Error message (segmentation fault):

 Tensor Cores are disabled until the first 3000 iterations are reached.
 (next mAP calculation at 1000 iterations) 
 72: 3321.924805, 4465.612305 avg loss, 0.000000 rate, 9.668162 seconds, 4608 images, 37.265379 hours left
  avg_contrastive_acc = 17.674627 
 MJPEG-stream sent. 
Loaded: 0.000041 seconds
v3 (mse loss, Normalizer: (iou: 0.75, cls: 1.00) Region 149 Avg (IOU: 0.390754, GIOU: 0.197088), Class: 0.481200, Obj: 0.374952, No Obj: 0.334788, .5R: 0.100000, .75R: 0.000000, count: 10, class_loss = 6304.377441, iou_loss = 11.058594, total_loss = 6315.436035 
 Contrast accuracy = 87.000000 %, all = 8, good = 7, same = 8, diff = 8 
 contrastive loss = 5.682550 

...

v3 (mse loss, Normalizer: (iou: 0.75, cls: 1.00) Region 149 Avg (IOU: 0.437507, GIOU: 0.350589), Class: 0.511675, Obj: 0.328880, No Obj: 0.331702, .5R: 0.285714, .75R: 0.000000, count: 7, class_loss = 6176.578125, iou_loss = 3.053711, total_loss = 6179.631836 
 Contrast accuracy = 33.000000 %, all = 6, good = 2, same = 6, diff = 6 
Segmentation fault (core dumped)

Error message (N==0):

 Tensor Cores are disabled until the first 3000 iterations are reached.
 (next mAP calculation at 1000 iterations) 
 79: 2121.149902, 3380.669434 avg loss, 0.000000 rate, 10.034842 seconds, 5056 images, 37.315313 hours left
  avg_contrastive_acc = 23.644901 
 MJPEG-stream sent. 
Loaded: 0.000042 seconds
v3 (mse loss, Normalizer: (iou: 0.75, cls: 1.00) Region 149 Avg (IOU: 0.464567, GIOU: 0.376872), Class: 0.442608, Obj: 0.271741, No Obj: 0.264202, .5R: 0.363636, .75R: 0.090909, count: 22, class_loss = 3953.858154, iou_loss = 9.941895, total_loss = 3963.800049 
 Contrast accuracy = -1.000000 %, all = 0, good = 0, same = 0, diff = 0 
 contrastive loss = 0.006436 

...

v3 (mse loss, Normalizer: (iou: 0.75, cls: 1.00) Region 149 Avg (IOU: 0.470824, GIOU: 0.415021), Class: 0.487077, Obj: 0.295903, No Obj: 0.261723, .5R: 0.500000, .75R: 0.000000, count: 10, class_loss = 3877.018066, iou_loss = 3.769531, total_loss = 3880.787598 
 Contrast accuracy = 30.000000 %, all = 10, good = 3, same = 10, diff = 10 
 Error: N == 0 || temperature == 0 || vec_len == 0. N=0.000000, temperature=1.000000, vec_len=203811264940474368.000000, labels[i] = 21975 

The darknet repo is cloned in September 5

Dataset I used is my own dataset with 4 classes. About 12,000 images in jpg, jpeg, and png.

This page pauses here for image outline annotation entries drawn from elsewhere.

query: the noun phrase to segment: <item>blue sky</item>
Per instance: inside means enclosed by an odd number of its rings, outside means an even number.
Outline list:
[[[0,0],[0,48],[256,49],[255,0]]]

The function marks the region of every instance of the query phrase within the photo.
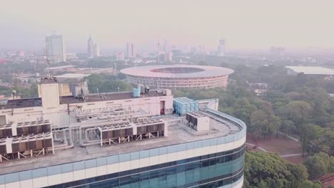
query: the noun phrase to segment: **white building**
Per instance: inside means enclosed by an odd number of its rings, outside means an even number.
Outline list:
[[[100,48],[96,43],[94,43],[91,37],[89,36],[89,38],[87,41],[87,57],[91,58],[99,56],[101,56]]]
[[[218,46],[217,48],[217,56],[223,57],[226,56],[226,41],[221,39],[218,41]]]
[[[217,111],[217,100],[176,103],[170,90],[143,86],[139,95],[89,95],[61,82],[42,78],[40,98],[1,103],[0,187],[243,187],[246,126]],[[174,104],[203,108],[185,118],[172,115]],[[45,123],[52,134],[19,133]]]
[[[87,41],[87,57],[88,58],[93,58],[94,56],[93,53],[93,40],[91,40],[91,36],[89,36],[89,38]]]
[[[133,43],[126,43],[126,58],[134,58],[137,57],[137,48]]]
[[[66,51],[63,36],[54,33],[47,36],[45,41],[50,63],[56,63],[66,61]]]

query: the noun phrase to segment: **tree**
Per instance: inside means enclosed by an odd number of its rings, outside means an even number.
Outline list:
[[[316,179],[330,172],[330,157],[324,152],[309,156],[304,162],[304,165],[308,169],[311,179]]]
[[[304,157],[305,150],[310,154],[311,141],[317,140],[320,137],[322,129],[318,125],[303,124],[303,125],[300,125],[299,132],[302,143],[303,157]]]
[[[288,103],[285,112],[286,116],[298,127],[308,121],[312,108],[307,102],[293,100]]]
[[[247,152],[245,164],[246,187],[302,187],[306,168],[292,164],[273,153]]]
[[[311,181],[305,180],[301,184],[300,187],[303,187],[303,188],[322,188],[323,187],[321,186],[320,184],[319,184],[318,182],[313,183]]]
[[[270,110],[258,110],[250,115],[249,130],[261,138],[268,138],[278,130],[279,119]]]
[[[249,125],[250,124],[250,115],[253,112],[256,110],[256,106],[251,105],[246,98],[242,98],[236,100],[233,109],[233,115]]]

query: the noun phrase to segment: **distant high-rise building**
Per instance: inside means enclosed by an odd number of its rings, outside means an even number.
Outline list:
[[[116,61],[124,61],[124,53],[123,52],[118,52],[116,53]]]
[[[171,48],[169,47],[168,41],[165,40],[164,43],[163,43],[163,50],[166,53],[171,52]]]
[[[218,46],[217,48],[217,56],[225,56],[225,48],[226,48],[226,41],[225,39],[221,39],[218,42]]]
[[[274,56],[284,56],[285,54],[285,48],[279,46],[273,46],[270,49],[270,53]]]
[[[91,58],[99,56],[101,56],[100,48],[96,43],[94,43],[91,36],[89,36],[87,46],[87,57]]]
[[[97,46],[96,43],[95,43],[93,46],[93,57],[99,57],[101,56],[100,55],[100,48],[98,48],[98,46]]]
[[[206,46],[198,46],[198,51],[199,53],[206,53]]]
[[[66,51],[62,35],[54,33],[47,36],[45,42],[50,63],[66,61]]]
[[[128,58],[137,57],[137,48],[134,43],[126,43],[126,57]]]
[[[94,47],[93,45],[93,40],[91,40],[91,36],[87,41],[87,57],[93,58],[94,56]]]

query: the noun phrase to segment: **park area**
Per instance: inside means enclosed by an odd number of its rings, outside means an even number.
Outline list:
[[[300,143],[283,135],[278,135],[262,140],[256,139],[251,134],[247,134],[246,142],[247,147],[251,150],[274,152],[291,163],[301,163],[304,160],[302,157]]]

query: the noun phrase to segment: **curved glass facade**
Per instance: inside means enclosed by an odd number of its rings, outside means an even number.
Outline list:
[[[245,145],[147,167],[58,184],[49,187],[218,187],[243,174]]]

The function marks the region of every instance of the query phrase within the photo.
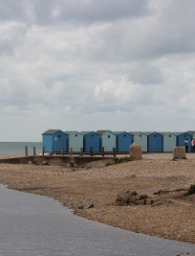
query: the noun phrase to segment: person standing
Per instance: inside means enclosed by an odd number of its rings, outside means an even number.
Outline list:
[[[187,152],[187,150],[188,150],[188,139],[187,138],[184,141],[184,147],[185,147],[185,152]]]
[[[194,141],[194,152],[195,152],[195,138],[193,139],[193,141]]]
[[[194,152],[194,139],[191,141],[191,151]]]

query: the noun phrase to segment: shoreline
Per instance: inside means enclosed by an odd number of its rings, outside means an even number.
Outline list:
[[[195,154],[177,161],[171,156],[147,153],[141,160],[96,169],[0,164],[0,182],[10,189],[54,198],[85,219],[195,244],[195,208],[173,202],[195,206],[195,195],[183,198],[184,192],[176,191],[195,184]],[[172,193],[152,196],[159,199],[152,206],[113,206],[120,190]]]

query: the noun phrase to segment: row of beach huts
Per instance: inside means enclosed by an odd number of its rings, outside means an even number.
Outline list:
[[[191,140],[195,138],[195,131],[186,132],[141,132],[141,131],[62,131],[60,129],[48,129],[42,133],[45,151],[60,152],[62,148],[65,152],[112,152],[113,148],[117,152],[128,152],[133,142],[141,147],[142,152],[170,152],[173,147],[184,147],[184,140],[188,139],[188,152],[191,151]]]

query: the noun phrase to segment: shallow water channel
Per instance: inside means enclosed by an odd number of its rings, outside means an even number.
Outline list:
[[[0,185],[0,255],[195,255],[195,244],[133,233],[76,216],[58,201]]]

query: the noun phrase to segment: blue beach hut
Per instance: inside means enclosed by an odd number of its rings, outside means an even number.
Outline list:
[[[115,131],[117,134],[117,151],[128,152],[132,144],[132,134],[126,131]]]
[[[184,147],[184,140],[188,139],[188,151],[191,152],[191,135],[187,132],[174,132],[177,135],[177,147]]]
[[[71,151],[73,148],[73,152],[79,152],[80,149],[83,148],[83,134],[78,131],[65,131],[67,136],[68,151]]]
[[[172,152],[173,147],[177,147],[177,135],[170,131],[160,132],[163,136],[162,151]]]
[[[42,139],[45,151],[52,151],[52,147],[54,152],[61,151],[62,148],[67,151],[67,134],[62,130],[48,129],[42,133]]]
[[[141,131],[129,131],[133,134],[132,142],[138,143],[141,147],[141,151],[147,151],[147,135]]]
[[[157,131],[144,132],[147,135],[147,151],[162,152],[162,135]]]
[[[102,147],[104,147],[104,151],[111,152],[113,148],[116,146],[116,134],[111,130],[98,130],[97,133],[99,134],[99,151],[102,151]]]
[[[187,130],[186,133],[190,134],[192,139],[195,138],[195,130]]]
[[[83,134],[83,151],[90,152],[92,147],[93,152],[99,152],[99,134],[95,131],[81,131]]]

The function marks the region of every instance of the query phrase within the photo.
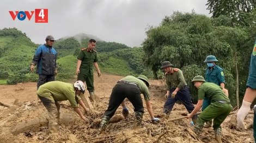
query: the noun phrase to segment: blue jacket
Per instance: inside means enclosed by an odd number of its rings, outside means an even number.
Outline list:
[[[57,51],[46,45],[40,46],[35,51],[32,63],[36,65],[36,73],[54,75],[57,67]]]

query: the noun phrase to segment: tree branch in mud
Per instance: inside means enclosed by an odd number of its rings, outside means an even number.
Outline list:
[[[113,123],[119,122],[121,120],[124,120],[124,116],[120,114],[114,115],[111,119],[110,119],[108,123]],[[93,122],[96,123],[100,123],[101,122],[101,119],[96,119],[93,120]]]
[[[3,106],[3,107],[9,107],[10,106],[9,105],[6,105],[6,104],[4,104],[2,102],[0,102],[0,106]]]

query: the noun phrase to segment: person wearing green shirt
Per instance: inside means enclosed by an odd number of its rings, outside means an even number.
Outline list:
[[[148,77],[140,75],[135,77],[131,75],[127,76],[119,80],[112,89],[108,102],[108,107],[104,113],[101,120],[97,135],[104,133],[108,121],[114,115],[118,107],[121,104],[123,106],[123,114],[126,118],[129,110],[125,107],[124,100],[127,98],[132,103],[135,112],[133,128],[139,128],[141,126],[144,114],[144,107],[141,94],[144,95],[147,108],[150,115],[152,122],[159,122],[158,118],[154,116],[152,106],[150,103],[148,87],[149,83]]]
[[[215,134],[215,141],[222,142],[221,125],[232,109],[228,98],[228,90],[215,83],[207,82],[204,77],[200,75],[196,76],[191,82],[198,89],[198,101],[194,110],[187,115],[187,118],[191,118],[200,109],[205,98],[211,102],[210,105],[198,116],[194,127],[194,132],[199,135],[204,123],[214,119],[212,127]]]
[[[221,86],[222,88],[224,88],[225,80],[223,70],[216,64],[216,62],[218,61],[215,56],[209,55],[206,57],[204,62],[207,63],[208,67],[205,70],[205,81],[214,83],[219,86]],[[210,104],[210,101],[205,99],[202,107],[202,110],[203,111]],[[204,127],[211,127],[212,123],[212,120],[206,122]]]
[[[83,82],[86,82],[87,90],[93,103],[95,101],[93,65],[94,65],[97,70],[98,76],[99,77],[101,75],[97,63],[98,61],[97,51],[94,50],[95,46],[96,41],[91,39],[89,41],[88,48],[83,48],[81,50],[77,56],[76,69],[77,80],[81,80]]]
[[[80,93],[83,94],[84,89],[84,83],[81,81],[77,81],[74,84],[61,81],[51,81],[39,87],[37,94],[48,111],[50,116],[48,128],[50,133],[58,132],[60,114],[60,106],[58,101],[69,100],[72,107],[80,117],[84,120],[88,120],[82,114],[78,105],[80,105],[86,112],[89,110],[78,96]]]

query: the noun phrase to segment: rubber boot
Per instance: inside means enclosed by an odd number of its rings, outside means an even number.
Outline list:
[[[100,124],[98,132],[97,133],[97,136],[99,136],[100,134],[102,134],[105,132],[109,120],[110,118],[107,116],[104,116],[101,119],[101,122]]]
[[[94,92],[90,92],[89,93],[90,94],[90,97],[92,100],[92,102],[95,103],[95,96],[94,94]]]
[[[204,126],[204,128],[210,128],[211,127],[212,120],[206,122],[206,124]]]
[[[221,140],[221,128],[218,128],[214,130],[215,133],[215,138],[214,139],[215,143],[222,143]]]
[[[133,123],[133,129],[141,128],[141,123],[143,118],[143,113],[135,112],[135,118]]]

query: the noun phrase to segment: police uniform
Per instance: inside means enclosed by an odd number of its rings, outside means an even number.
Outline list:
[[[204,62],[218,62],[215,56],[209,55],[206,57]],[[215,64],[211,70],[211,67],[208,67],[205,70],[205,81],[208,82],[212,82],[220,86],[221,83],[225,83],[223,70],[219,66]],[[204,99],[204,102],[202,107],[203,111],[211,103],[210,101],[206,99]],[[212,121],[206,122],[205,127],[208,128],[211,126]]]
[[[196,76],[191,82],[194,81],[203,82],[198,87],[198,100],[208,99],[211,102],[211,104],[198,116],[194,125],[194,132],[197,135],[200,135],[204,123],[214,119],[212,127],[215,133],[215,142],[222,142],[221,125],[232,109],[229,99],[222,90],[222,87],[206,82],[203,76]]]
[[[91,99],[94,102],[93,63],[98,61],[97,51],[95,50],[90,51],[88,48],[83,48],[77,56],[77,59],[82,61],[77,80],[86,82]]]
[[[173,65],[169,61],[165,61],[162,64],[161,68],[173,66]],[[188,87],[184,79],[182,71],[178,68],[172,68],[170,73],[166,73],[165,77],[167,90],[169,90],[170,92],[167,100],[163,106],[163,113],[169,115],[173,106],[178,100],[185,106],[188,113],[191,113],[194,107],[191,100]],[[177,87],[180,89],[177,92],[175,97],[172,98],[172,93]],[[197,118],[197,115],[194,115],[192,117],[193,122],[196,123]]]

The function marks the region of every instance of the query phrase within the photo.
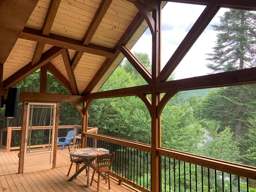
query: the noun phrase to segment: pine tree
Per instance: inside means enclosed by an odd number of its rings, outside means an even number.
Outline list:
[[[207,65],[208,68],[214,73],[255,66],[256,14],[248,11],[231,9],[220,17],[219,25],[212,27],[219,33],[216,45],[213,48],[213,53],[208,54],[210,57],[207,60],[212,62]],[[242,85],[236,88],[235,90],[233,89],[236,92],[236,96],[233,98],[234,109],[232,113],[235,114],[235,133],[237,139],[242,126],[241,117],[245,112],[246,107],[244,89]]]

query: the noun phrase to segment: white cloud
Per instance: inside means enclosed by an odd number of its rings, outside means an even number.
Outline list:
[[[168,3],[162,12],[162,68],[164,67],[188,30],[200,16],[205,6]],[[219,22],[219,16],[228,9],[221,8],[210,24]],[[206,53],[212,52],[216,32],[211,27],[204,30],[175,69],[175,79],[206,75],[211,71],[205,65]],[[148,29],[132,49],[132,52],[147,53],[151,58],[152,37]]]

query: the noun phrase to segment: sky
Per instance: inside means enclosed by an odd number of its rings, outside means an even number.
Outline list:
[[[202,12],[203,5],[168,2],[162,11],[162,68]],[[174,72],[175,79],[197,76],[212,72],[206,64],[205,54],[212,52],[217,32],[211,24],[220,23],[219,17],[228,9],[221,8],[203,33],[187,53]],[[151,58],[152,37],[148,28],[131,51],[147,53]]]

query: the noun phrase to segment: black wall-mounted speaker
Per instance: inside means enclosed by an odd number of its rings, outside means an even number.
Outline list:
[[[19,96],[20,89],[14,87],[8,88],[5,117],[15,117],[17,115]]]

No bad.list or bad_label.list founded.

cfg: yolov4-em-bf-vis.txt

hellboy5 commented 4 years ago

where you able to resolve your issue, as I was wondering the same thing? also is it possible to keep multiple yolo heads, and just use the contrastive loss on one of the inputs to the yolo layers

jylink commented 4 years ago

@hellboy5 nope, still no idea :/

pauliustumas commented 4 years ago

Might be a guess, but very similar error was happening with very early version of Yolov4 (NaN issue). What @AlexeyAB did, so he decreased learning rate twice. I tried to do the same and so far learning is still in progress. You could do the same - set learning_rate=0.00131 in yolov4-tiny_contrastive.cfg

pauliustumas commented 4 years ago

Decreasing learning rate twice helped at least in my case

jylink commented 4 years ago

@pauliustumas hi, did you decrease learning rate in yolov4_contrastive or in yolov4_tiny_contrastive? I mean I got those random errors only in yolov4_contrastive while yolov4_tiny_contrastive works fine.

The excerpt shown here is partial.